On the other hand, though it is known that the laser beam that irradiates the magnetic disk has a Gaussian distribution of power in the cross section of its beam, it is described in JP-A No. Hei 6-347418 that observation at a uniform illuminating intensity is achieved by shifting a laser beam having a Gaussian distribution at intervals substantially equal to the radius of the laser flux along multiple sections of the object of observation thereby to superpose the flux over the multiple sections.
Along with the increase in recording capacities of magnetic disks, recording on magnetic disk is becoming higher in density and the defects to be detected are becoming smaller in size.
FIG. 10A and FIG. 10B show external views of a sample (magnetic disk) 100 to be checked according to the invention. FIG. 10A shows the magnetic disk 100, and FIG. 10B schematically shows an expanded partial view of a section thereof. The magnetic disk 100 has a structure in which a magnetic film 1012 (actually it is structured of a multi-layered film formed over a foundation layer) is uniformly formed over both faces of a substrate 1011 and the surfaces are covered by protective films 1013. Therefore, in an ideal state in which the surfaces have no defect at all, when the surface of the magnetic disk 100 is irradiated with a laser beam in a slanted direction, reflected beams having a distribution matching that of luminous energy in the section of the irradiating laser are detected from the surface of the magnetic disk 100.

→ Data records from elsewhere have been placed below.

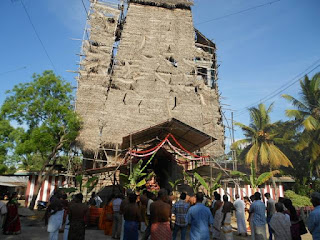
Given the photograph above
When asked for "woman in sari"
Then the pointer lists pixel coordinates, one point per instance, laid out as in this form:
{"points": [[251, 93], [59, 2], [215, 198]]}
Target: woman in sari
{"points": [[294, 218], [217, 217], [247, 208], [105, 220], [226, 228], [132, 218], [12, 223]]}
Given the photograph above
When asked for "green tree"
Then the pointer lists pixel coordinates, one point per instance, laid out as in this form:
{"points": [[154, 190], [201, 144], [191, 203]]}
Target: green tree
{"points": [[260, 140], [6, 143], [44, 108], [307, 113]]}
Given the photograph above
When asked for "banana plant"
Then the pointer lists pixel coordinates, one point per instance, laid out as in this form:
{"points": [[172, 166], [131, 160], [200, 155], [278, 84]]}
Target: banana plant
{"points": [[174, 184], [133, 180], [253, 180], [193, 184], [215, 184]]}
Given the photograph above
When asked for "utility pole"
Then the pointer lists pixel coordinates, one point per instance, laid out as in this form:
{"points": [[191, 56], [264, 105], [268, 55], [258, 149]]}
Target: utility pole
{"points": [[234, 153]]}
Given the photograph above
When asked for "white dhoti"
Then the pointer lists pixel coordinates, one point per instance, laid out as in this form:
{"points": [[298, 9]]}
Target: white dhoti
{"points": [[241, 222], [226, 229], [216, 233]]}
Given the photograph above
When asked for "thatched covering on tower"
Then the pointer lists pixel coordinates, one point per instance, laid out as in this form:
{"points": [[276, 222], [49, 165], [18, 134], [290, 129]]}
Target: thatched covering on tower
{"points": [[158, 72], [166, 3]]}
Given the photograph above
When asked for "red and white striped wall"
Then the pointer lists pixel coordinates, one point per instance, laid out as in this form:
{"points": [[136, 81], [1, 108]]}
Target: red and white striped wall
{"points": [[46, 190], [246, 190]]}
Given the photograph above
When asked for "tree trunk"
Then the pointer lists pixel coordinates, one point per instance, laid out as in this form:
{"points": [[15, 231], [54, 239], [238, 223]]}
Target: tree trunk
{"points": [[275, 187], [37, 189], [42, 177]]}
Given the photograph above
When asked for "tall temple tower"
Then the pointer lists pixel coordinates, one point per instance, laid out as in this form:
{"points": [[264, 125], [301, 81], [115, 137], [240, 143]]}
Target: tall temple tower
{"points": [[144, 63]]}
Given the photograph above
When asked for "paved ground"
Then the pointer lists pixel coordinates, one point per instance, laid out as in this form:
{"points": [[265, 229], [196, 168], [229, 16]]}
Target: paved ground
{"points": [[34, 229]]}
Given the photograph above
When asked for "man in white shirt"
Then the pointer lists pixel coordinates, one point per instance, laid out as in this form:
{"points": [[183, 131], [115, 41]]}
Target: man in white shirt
{"points": [[117, 218], [97, 199], [148, 229], [240, 214]]}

On the other hand, the distribution 1101 of the luminous energy in the section at a right angle to the optical axis of the laser beam irradiating the surface of the magnetic disk 100 has a so-called Gaussian distribution pattern in which, as shown in FIG. 11, the energy is the strongest at the center (center of the optical axis) and weakens with the distance away from the center.
Usually, when the magnetic disk 100 is to be checked, the magnetic disk 100 is turned and any defect is extracted by detecting with a detector the reflected beams from the adjacent bands in the radial direction of the magnetic disk surface in each turn. In this process, each position of irradiation of the magnetic disk surface with the laser beam is caused to partially overlap with the immediately preceding position; thus the irradiated area is kept greater than the coverage of detection by the detector.
As a consequence, checking at a given point of time is influenced by reflected beams (scattered light) from a defect which existed in the irradiated area one turn before but is absent in the irradiated area at the current point of time, and an error in the position of detection is invited when greater accuracy of detecting the defective position is desired.